Disco, New Wave and Soft Rock from 70s and 80s Have Never Sounded So Good

When you first hear that a country artist is releasing an entire album of covers, you naturally assume it will be all classic country covers.

But Sara Evans has cast a much wider net than that.

Her Copy That album -- due out on Friday (May 15) -- goes way, way back to the songs of the 70s and 80s. And only two of them are country songs.

Instead, Evans pulled ideas for the song stack from radio hits when she was just a kid, but a kid who played in a covers band growing up in Missouri.

CMT.com: The majority of these songs come from the pop music of the 70s and 80s. It's almost as if you were listening to the same Top 40 radio stations that I was in middle school. How did you came up with these particular songs?

Evans: I grew up in a cover band. I started singing when I was four years old (around 1975) with my older brothers in cover bands. And so every weekend, I was singing in a bar and watching drunk people try to two-step. So I have been covering Reba, Patsy Cline, Fleetwood Mac, Eagles, Belinda Carlisle and so many others. I mean, you name it, I covered it. And that's an art, because you want to choose songs that are cool, but they don't have to really popular. I always tell people who haven't made it yet and they're booking gigs for their first jobs, "Don't play any (expletive) original songs." I learned how to do that my entire life: choosing the best songs to cover. So I feel like I'm good at it because of that.

Okay, but still. How did you narrow it down to these 13?

I just kept listening to the XM 60s station, 70s station, 80s station. Then I would make this huge running list and just kept sending songs back and forth in group texts going on with my brother, my sister, my kids and my husband. And so we were all just throwing in ideas constantly.

Well you certainly chose well. Because there isn't a middle-aged woman alive who won't love the Carole King and Fleetwood Mac songs. But then you throw in some Dexys Midnight Runners and Yvonne Elliman and The Knack. It sounds so cliché to say it's diverse collection, but that's exactly what it is.

Even when I didn't understand the meaning of some of these songs, they are what they are and they're just iconic. And I really wanted to blow people's minds by showing them that I can sing anything, and that I'm so much more than just the singles that you've heard on the radio. I'm a better singer today than I ever have been. I wanted to show everybody that I can sing like that.

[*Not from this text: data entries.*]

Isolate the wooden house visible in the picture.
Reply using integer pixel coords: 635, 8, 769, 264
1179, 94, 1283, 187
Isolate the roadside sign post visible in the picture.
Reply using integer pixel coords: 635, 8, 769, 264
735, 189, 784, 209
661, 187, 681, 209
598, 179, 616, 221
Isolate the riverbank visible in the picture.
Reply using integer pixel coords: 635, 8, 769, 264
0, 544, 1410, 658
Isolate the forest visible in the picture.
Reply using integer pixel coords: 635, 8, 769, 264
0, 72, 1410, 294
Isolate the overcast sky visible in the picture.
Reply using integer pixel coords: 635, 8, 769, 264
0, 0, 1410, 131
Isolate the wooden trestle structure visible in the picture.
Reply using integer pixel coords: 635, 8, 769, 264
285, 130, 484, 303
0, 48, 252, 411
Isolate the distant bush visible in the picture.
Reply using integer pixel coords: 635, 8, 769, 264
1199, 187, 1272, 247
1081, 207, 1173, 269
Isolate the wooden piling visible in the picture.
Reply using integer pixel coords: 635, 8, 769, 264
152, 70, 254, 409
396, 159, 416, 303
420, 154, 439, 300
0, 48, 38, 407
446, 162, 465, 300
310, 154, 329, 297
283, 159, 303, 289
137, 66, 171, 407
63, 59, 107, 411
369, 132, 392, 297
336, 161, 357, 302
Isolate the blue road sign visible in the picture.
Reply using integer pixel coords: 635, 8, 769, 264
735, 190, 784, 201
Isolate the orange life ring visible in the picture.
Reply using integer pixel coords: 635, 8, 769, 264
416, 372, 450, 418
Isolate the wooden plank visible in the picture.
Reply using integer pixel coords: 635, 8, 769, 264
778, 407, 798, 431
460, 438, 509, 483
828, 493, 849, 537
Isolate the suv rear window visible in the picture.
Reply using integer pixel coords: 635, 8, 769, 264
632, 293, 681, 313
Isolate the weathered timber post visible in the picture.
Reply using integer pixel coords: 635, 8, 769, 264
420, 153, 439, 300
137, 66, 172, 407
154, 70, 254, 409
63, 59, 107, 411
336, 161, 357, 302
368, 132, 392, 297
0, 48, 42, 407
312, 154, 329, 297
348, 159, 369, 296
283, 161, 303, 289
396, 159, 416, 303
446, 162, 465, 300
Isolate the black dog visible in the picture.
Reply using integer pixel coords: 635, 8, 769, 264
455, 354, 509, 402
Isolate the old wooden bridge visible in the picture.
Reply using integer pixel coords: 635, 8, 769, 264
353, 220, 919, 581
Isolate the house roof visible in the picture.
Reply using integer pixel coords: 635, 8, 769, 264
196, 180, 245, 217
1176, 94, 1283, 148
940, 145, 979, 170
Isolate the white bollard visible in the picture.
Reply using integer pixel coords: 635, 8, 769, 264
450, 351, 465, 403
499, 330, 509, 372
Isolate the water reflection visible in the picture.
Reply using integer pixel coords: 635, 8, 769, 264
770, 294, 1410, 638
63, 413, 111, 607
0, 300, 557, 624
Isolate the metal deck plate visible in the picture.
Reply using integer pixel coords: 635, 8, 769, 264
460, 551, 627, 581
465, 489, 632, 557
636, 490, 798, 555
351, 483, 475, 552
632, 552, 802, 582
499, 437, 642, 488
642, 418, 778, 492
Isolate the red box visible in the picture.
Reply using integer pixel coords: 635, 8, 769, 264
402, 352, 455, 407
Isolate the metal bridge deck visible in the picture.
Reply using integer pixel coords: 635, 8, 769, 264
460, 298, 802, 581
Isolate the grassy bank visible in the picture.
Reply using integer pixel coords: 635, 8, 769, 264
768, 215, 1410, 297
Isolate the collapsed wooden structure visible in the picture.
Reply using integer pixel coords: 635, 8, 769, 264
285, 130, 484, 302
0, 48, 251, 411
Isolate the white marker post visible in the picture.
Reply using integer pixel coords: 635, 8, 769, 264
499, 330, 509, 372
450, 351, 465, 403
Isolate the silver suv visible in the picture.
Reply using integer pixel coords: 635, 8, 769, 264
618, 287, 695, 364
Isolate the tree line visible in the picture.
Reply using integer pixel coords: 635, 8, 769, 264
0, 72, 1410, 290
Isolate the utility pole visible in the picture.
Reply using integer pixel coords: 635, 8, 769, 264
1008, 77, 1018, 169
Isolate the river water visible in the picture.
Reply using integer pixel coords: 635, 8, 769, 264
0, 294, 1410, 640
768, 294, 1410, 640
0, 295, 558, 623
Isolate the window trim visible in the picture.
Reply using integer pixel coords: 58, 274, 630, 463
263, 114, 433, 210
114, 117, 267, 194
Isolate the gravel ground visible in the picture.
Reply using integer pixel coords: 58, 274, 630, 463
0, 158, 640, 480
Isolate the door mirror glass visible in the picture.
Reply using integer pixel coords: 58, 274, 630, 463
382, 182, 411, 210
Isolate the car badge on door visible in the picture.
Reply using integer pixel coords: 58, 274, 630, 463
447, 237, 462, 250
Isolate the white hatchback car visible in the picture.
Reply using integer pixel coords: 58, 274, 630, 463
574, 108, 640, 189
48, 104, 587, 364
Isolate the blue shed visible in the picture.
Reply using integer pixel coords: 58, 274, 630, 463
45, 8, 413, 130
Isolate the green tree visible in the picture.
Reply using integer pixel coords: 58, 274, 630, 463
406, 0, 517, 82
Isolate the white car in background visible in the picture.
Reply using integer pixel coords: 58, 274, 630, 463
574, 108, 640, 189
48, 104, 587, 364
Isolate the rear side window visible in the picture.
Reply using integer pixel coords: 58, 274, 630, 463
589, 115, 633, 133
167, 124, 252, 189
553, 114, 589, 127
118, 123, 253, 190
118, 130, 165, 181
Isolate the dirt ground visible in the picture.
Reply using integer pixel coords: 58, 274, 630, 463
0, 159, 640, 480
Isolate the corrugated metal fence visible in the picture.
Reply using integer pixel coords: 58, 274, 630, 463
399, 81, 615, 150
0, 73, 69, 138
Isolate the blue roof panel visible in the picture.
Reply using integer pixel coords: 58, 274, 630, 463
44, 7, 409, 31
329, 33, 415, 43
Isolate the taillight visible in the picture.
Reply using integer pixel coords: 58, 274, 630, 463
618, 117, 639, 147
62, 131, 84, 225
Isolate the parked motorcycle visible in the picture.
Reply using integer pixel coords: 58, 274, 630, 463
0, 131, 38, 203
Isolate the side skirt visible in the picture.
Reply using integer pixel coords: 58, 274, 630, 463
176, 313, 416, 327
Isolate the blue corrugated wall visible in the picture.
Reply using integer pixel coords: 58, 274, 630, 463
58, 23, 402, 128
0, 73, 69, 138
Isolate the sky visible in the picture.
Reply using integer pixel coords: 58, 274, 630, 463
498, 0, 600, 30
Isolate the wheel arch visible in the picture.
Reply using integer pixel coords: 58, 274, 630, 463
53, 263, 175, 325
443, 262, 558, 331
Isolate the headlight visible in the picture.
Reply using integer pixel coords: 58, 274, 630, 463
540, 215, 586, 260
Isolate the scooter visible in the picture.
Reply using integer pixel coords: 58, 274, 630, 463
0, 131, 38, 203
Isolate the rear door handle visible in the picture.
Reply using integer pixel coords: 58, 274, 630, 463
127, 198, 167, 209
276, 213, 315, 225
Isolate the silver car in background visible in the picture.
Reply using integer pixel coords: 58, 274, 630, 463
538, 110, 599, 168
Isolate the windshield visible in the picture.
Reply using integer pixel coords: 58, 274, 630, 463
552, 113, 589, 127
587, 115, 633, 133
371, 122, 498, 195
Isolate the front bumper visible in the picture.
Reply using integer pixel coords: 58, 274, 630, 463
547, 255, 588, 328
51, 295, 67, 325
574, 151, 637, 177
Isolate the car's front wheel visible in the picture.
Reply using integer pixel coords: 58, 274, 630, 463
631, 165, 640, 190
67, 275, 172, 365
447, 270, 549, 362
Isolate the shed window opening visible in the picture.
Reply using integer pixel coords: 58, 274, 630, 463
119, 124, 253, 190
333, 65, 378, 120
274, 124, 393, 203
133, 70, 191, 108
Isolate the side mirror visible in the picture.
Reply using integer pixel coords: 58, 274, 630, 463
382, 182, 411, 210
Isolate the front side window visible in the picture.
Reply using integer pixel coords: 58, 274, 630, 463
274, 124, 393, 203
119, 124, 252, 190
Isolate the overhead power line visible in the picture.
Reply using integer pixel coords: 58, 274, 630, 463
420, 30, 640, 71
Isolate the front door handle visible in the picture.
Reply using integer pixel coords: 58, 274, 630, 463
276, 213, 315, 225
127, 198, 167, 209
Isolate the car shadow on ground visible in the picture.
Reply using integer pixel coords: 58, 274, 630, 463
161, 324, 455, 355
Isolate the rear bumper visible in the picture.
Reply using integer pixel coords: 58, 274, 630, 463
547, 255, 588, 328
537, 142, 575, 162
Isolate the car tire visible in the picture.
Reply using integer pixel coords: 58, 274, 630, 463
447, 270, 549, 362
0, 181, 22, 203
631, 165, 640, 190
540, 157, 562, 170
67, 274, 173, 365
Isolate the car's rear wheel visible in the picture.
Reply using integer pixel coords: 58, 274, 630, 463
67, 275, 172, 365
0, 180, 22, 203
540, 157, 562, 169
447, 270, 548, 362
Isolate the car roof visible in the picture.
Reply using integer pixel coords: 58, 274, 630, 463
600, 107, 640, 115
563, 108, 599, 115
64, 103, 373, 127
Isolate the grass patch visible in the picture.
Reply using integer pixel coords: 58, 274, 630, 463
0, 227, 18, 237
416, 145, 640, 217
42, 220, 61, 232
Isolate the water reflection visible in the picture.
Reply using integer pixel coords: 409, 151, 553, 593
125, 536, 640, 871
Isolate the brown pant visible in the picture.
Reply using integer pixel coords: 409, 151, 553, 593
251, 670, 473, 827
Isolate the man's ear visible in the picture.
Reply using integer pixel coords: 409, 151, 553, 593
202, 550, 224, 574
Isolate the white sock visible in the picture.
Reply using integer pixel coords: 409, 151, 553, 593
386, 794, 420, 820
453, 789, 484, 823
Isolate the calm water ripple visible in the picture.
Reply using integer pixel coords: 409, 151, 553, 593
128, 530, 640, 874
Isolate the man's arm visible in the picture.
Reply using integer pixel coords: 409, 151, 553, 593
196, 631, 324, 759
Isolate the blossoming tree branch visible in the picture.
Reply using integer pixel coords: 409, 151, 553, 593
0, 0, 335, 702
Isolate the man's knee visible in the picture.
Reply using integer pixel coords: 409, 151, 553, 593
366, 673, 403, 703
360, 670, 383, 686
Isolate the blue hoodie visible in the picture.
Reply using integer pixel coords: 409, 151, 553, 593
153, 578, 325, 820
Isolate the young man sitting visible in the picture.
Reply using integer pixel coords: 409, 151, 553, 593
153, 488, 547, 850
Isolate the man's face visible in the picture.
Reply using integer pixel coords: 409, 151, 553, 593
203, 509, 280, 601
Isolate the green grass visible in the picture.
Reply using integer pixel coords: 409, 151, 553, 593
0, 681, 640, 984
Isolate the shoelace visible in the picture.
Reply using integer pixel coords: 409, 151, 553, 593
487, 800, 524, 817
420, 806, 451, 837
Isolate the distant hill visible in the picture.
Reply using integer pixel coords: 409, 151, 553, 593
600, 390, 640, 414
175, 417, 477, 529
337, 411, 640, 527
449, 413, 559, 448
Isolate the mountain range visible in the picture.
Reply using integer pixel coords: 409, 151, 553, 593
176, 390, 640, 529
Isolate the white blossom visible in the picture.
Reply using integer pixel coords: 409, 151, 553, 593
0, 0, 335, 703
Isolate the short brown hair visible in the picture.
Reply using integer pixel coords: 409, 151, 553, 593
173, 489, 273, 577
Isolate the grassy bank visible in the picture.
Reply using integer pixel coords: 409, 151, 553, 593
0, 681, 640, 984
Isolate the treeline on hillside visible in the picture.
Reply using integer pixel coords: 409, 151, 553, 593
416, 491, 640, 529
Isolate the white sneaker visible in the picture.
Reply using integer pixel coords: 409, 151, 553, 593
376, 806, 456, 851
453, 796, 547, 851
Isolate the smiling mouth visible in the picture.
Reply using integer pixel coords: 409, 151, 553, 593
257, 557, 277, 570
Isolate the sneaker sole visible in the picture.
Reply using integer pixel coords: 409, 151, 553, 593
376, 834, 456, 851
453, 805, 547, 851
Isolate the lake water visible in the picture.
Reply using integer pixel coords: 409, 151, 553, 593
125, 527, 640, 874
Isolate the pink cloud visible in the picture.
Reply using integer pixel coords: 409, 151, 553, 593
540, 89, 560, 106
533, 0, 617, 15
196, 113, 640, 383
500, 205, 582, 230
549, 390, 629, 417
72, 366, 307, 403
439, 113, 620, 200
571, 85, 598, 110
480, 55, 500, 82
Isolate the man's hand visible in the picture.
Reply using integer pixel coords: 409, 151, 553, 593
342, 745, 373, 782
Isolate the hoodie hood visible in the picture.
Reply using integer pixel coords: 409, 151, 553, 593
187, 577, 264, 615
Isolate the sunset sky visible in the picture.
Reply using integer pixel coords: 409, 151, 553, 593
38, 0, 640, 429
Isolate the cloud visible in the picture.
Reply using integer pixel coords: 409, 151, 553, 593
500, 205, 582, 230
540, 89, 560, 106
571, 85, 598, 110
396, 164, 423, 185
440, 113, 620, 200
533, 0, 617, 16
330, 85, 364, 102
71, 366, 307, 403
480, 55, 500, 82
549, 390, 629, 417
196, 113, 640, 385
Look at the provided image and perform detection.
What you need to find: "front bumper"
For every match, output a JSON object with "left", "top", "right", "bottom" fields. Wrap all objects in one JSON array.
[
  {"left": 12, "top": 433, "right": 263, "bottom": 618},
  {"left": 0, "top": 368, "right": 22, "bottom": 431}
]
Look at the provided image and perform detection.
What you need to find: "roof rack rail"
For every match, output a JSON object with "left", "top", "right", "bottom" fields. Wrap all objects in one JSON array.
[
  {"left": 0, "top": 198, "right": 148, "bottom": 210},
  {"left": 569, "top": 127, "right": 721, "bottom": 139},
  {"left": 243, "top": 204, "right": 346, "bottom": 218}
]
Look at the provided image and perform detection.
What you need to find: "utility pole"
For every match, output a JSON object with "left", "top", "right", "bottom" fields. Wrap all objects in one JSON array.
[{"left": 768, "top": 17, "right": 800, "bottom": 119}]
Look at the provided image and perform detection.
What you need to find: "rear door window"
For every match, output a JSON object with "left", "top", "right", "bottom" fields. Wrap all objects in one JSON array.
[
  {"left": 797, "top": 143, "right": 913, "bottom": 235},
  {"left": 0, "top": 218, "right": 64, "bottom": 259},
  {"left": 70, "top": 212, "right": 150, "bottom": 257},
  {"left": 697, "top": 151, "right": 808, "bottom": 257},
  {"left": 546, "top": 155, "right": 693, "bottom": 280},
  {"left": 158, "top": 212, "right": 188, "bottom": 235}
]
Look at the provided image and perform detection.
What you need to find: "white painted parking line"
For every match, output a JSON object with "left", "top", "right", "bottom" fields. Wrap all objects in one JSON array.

I bet there were a lot of songs that you wanted to cut but it would've made the album 12 hours long. Am I right?

For sure. There were so many songs that I wanted to put on it. I'm going to have to do a Volume II. Just yesterday, Jay and I were driving around and that A-ha song, "Take on Me" (1974) came on. I'm like, "Oh my God, we have to record that." But we just had to call it done at one point. Because it's like you can just go on and on forever and never make up your mind. So we were like, "This is it. This is our list."

Well, you nailed it. I have a group text of my own with friends from grade school and high school, and this is definitely going to be our soundtrack for our next weekend trip -- God willing, it will be soon -- because this track list is so well done since it's got those older and kind of obscure songs that weren't treasured enough. You know? It's not the cover songs that have been covered to death.

We definitely have a little bit of everything. But there's no question I am going to do more volumes. And I'm going to do it the same way: I'm going to copy the songs just as they were. This is just fine with me to choose the right songs and then make them sound more modern. In the middle is right where we went.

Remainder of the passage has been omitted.